Thursday, June 12, 2014

From market to pantry

At our neighborhood's Tuesday morning farmers market there are representatives from Keystone Services, our local emergency food pantry and Meals on Wheels provider. At markets around town they collect donations of locally grown produce and then prepare meals for folks who might not otherwise eat that day. When we take care of our neighbors, our neighborhoods are stronger.

There is a bumper crop of rhubarb this season. My fridge is already full, but at the farmers market I bought an extra bouquet of the beautiful fat red stalks to donate to Keystone before I realized they weren't at the market this week. Now my kitchen is bursting with the tart twigs and there are only so many pies we can eat. Thankfully, rhubarb is a versatile vegetable. It is delicious cooked, pickled, and raw, sweetened or savory. I'm adding it to just about every meal.
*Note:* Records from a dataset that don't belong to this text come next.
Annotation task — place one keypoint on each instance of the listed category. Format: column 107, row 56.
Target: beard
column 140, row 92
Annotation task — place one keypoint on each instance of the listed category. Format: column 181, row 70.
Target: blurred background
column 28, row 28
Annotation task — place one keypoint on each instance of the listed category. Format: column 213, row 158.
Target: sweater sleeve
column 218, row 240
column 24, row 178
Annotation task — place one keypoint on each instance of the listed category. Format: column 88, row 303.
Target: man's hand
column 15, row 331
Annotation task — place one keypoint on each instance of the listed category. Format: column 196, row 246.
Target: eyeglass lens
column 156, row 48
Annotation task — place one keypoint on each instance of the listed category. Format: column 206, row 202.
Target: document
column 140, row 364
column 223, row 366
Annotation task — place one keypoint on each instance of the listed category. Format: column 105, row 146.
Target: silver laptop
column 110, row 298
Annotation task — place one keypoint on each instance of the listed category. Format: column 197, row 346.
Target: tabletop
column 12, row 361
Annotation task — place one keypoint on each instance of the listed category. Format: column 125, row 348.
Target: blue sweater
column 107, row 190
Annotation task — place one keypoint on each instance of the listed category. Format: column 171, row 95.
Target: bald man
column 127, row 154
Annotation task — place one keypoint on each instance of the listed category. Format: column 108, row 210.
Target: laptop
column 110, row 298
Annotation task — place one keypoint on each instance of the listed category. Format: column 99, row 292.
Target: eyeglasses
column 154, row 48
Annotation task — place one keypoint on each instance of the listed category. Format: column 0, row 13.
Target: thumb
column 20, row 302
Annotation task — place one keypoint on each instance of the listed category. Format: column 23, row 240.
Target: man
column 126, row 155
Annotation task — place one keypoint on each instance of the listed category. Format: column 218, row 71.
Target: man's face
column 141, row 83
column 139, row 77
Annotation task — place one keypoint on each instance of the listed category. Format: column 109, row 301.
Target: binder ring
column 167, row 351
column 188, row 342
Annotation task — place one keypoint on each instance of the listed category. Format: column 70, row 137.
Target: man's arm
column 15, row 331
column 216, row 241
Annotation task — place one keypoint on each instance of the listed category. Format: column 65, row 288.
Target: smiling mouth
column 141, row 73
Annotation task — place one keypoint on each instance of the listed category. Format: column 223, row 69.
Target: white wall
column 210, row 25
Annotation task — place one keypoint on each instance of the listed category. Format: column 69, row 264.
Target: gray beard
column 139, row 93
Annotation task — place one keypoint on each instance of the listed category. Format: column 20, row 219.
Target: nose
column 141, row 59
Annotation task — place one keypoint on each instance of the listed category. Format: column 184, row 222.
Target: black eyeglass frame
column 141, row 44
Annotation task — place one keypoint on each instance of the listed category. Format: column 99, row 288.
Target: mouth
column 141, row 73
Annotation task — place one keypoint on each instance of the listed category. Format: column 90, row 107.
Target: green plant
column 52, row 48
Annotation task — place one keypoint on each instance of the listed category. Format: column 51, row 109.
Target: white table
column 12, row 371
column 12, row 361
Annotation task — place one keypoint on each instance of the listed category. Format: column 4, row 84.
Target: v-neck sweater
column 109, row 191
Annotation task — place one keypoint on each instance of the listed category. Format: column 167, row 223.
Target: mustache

One of my favorite ways to serve rhubarb, besides raw with a bowl of sugar to dip it in, is in salsa. At Called to the Table is a recipe for Rhubarb Salsa Salad, which is great served over a bed of sliced avocado. Last night we paired the salsa salad with grilled cheese-filled tortillas and a Cilantro Chipotle Dressing.

Cilantro Chipotle Dressing
1 big bunch of cilantro (about 1 cup)
1/4 cup sour cream
Juice and zest from 1 lime
1 to 2 chipotles (from can with adobo sauce)
2 ounces queso fresco (optional)
1 teaspoons sugar
1/2 cup olive oil

Combine all ingredients in blender or food processor and puree.